Now Michigan is feeling the pain.
On March 27, Michigan reported a surge of COVID-19 cases, bringing the state to a total of 2,856 infected individuals and 60 deaths. And as the U.S. economy continues to crater, Michigan has seen its unemployment rates skyrocket, with nearly 129,298 Michiganders applying for unemployment, over a 2,300% percent increase from the previous week.
As the president toys with the idea of opening the country by Easter, and inexplicably still refuses to activate The Defense Production Act which would speed up production of desperately-needed medical equipment, Michigan Governor Gretchen Whitmer has stepped in during the absence of his leadership, demanding more ventilators and masks be manufactured to save the lives of the critically ill – even going as far to request a federal disaster aid from President Trump.

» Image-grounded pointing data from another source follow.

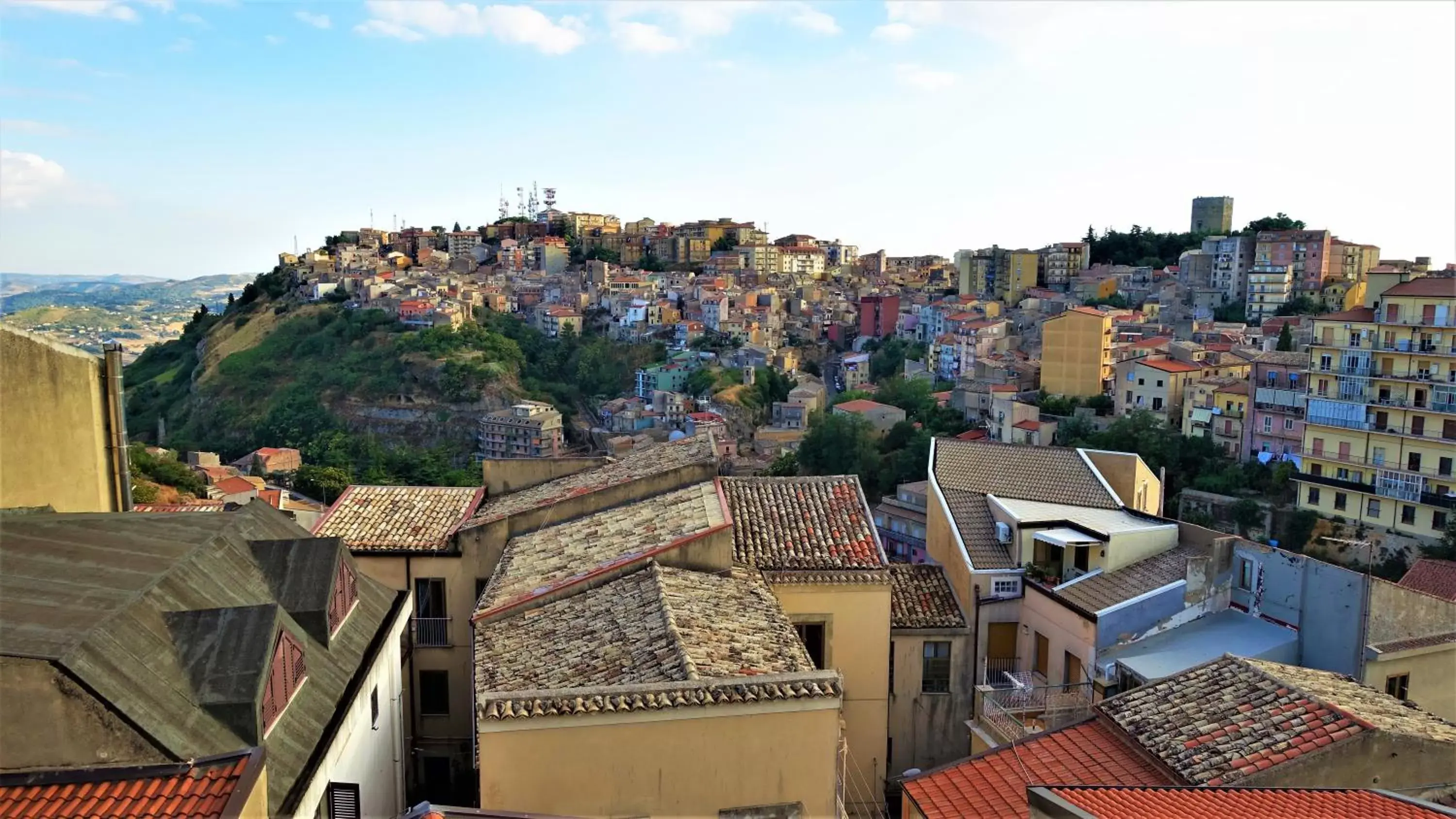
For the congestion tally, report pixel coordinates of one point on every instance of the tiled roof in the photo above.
(1101, 591)
(558, 556)
(1012, 470)
(1241, 803)
(993, 785)
(803, 523)
(1231, 718)
(654, 626)
(1432, 576)
(973, 520)
(398, 517)
(921, 598)
(191, 790)
(632, 466)
(1416, 643)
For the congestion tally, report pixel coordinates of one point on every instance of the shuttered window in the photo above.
(344, 801)
(346, 592)
(286, 675)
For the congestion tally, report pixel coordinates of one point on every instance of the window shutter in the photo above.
(344, 801)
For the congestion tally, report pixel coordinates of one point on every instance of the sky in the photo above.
(162, 137)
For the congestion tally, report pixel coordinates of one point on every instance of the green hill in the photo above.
(354, 389)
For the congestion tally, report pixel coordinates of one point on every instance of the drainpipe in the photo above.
(117, 428)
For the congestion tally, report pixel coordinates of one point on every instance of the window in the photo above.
(434, 693)
(935, 668)
(343, 801)
(813, 638)
(1398, 686)
(346, 594)
(286, 675)
(1248, 571)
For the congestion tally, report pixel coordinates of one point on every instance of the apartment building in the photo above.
(1276, 424)
(1062, 262)
(528, 429)
(1076, 353)
(1305, 254)
(1212, 214)
(1381, 434)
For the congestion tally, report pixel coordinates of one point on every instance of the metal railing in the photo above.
(431, 632)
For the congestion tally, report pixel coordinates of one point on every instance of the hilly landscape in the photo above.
(366, 399)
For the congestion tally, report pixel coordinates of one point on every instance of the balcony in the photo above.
(431, 632)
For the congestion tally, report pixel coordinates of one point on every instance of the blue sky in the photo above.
(185, 139)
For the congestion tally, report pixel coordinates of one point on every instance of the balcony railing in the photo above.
(431, 632)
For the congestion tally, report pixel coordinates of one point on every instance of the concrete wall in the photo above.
(691, 761)
(857, 636)
(513, 475)
(929, 729)
(53, 426)
(60, 725)
(369, 753)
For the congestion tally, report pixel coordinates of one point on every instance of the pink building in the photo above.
(1277, 383)
(1302, 252)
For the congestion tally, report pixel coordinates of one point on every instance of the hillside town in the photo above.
(1009, 533)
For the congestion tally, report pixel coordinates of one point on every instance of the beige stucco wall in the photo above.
(53, 426)
(1430, 684)
(680, 763)
(857, 640)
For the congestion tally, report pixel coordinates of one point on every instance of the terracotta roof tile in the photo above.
(921, 598)
(399, 517)
(1226, 719)
(1432, 576)
(187, 790)
(632, 466)
(1241, 803)
(1014, 470)
(554, 557)
(993, 785)
(803, 523)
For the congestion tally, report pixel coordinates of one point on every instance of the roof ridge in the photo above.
(679, 642)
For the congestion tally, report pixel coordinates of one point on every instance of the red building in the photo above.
(878, 315)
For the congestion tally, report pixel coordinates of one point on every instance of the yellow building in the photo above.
(1381, 429)
(1076, 353)
(63, 438)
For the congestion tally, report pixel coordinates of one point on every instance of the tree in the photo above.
(785, 466)
(1301, 306)
(1277, 222)
(1286, 340)
(1247, 514)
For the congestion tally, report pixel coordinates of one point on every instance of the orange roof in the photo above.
(993, 785)
(1168, 366)
(206, 789)
(1241, 803)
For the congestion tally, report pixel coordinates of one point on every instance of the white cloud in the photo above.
(811, 19)
(647, 38)
(33, 129)
(28, 178)
(88, 8)
(523, 25)
(893, 33)
(316, 21)
(922, 78)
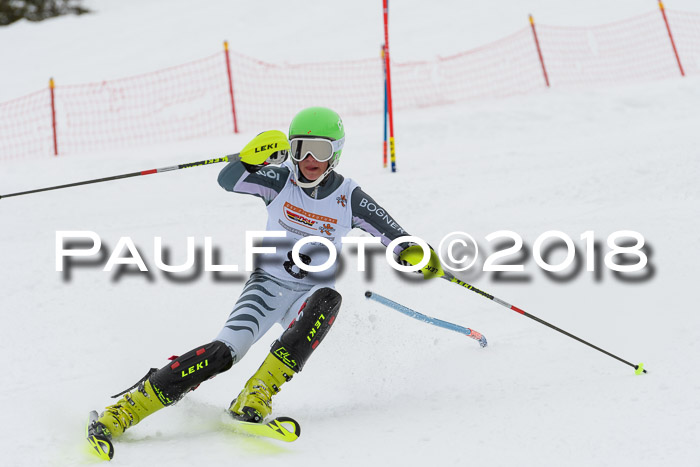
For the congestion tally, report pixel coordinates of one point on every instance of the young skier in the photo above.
(304, 197)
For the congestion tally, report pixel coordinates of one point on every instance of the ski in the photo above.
(280, 428)
(98, 441)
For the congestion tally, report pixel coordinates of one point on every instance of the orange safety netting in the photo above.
(193, 100)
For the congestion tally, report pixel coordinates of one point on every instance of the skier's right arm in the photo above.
(263, 181)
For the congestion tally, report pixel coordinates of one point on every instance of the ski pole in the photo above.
(259, 148)
(427, 319)
(639, 369)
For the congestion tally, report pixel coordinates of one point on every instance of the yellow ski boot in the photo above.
(130, 410)
(254, 403)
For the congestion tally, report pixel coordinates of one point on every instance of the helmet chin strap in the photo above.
(297, 177)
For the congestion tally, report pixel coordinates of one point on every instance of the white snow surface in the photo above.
(382, 389)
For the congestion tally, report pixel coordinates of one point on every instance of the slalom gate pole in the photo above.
(262, 146)
(670, 36)
(539, 50)
(427, 319)
(386, 104)
(392, 148)
(639, 369)
(52, 87)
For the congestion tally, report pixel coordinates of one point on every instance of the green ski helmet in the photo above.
(318, 123)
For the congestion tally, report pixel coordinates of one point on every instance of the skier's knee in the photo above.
(187, 371)
(308, 330)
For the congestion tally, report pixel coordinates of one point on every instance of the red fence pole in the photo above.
(670, 36)
(53, 117)
(539, 51)
(392, 150)
(230, 87)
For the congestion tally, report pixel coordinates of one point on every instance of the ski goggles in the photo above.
(320, 149)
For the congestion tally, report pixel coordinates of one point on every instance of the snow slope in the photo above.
(381, 389)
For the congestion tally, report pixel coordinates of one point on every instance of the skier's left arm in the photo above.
(369, 216)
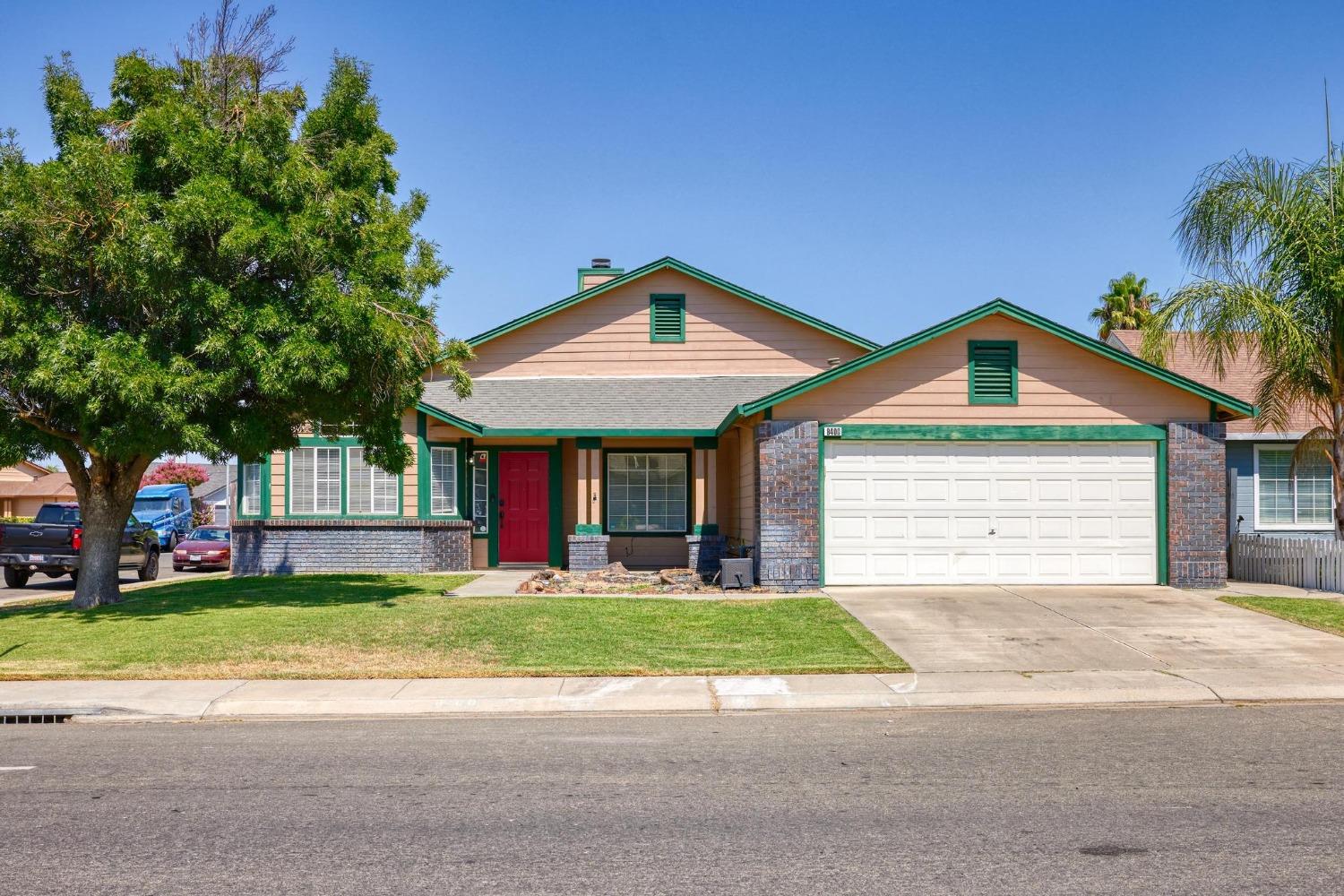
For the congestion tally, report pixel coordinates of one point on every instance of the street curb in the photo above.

In response to that request, Trump appeared on Sean Hannity’s show to complain about Governor Whitmar and the request. Trump said, “we’ve had a big problem with the young – a woman governor from…from Michigan.” In a long-winded interview, Trump continued to complain about the reception his oftentimes uneven response has received.
According to a Detroit News report, the federal government lost over 225,000 surgical masks that were promised to the state. The equipment was intended for frontline health care workers, nurses and doctors treating COVID-19 patients.
This costly error comes as Michigan faces a critical mask shortage that later caused nurses to become potentially symptomatic of COVID-19 – Trump was deriding statewide officials like Whitmer for asking for more masks, per reporting from the Detroit Free Press.
With Trump failing to act and bungling the existing response, Gov. Whitmer has called on manufacturing companies and organizations throughout Michigan to obtain ventilators and manufacture millions of protective masks to help the citizens and health care workers of her state.
Gov. Whitmer called Trump’s refusal to aid individual states with critical supplies like masks and ventilators “mind-boggling.”
As the crisis continues to infect larger swaths of Americans by the day, it looks like it is up to local officials like Gov. Whitmer to steer their states out of this crisis in the absence of federal leadership from the Trump White House.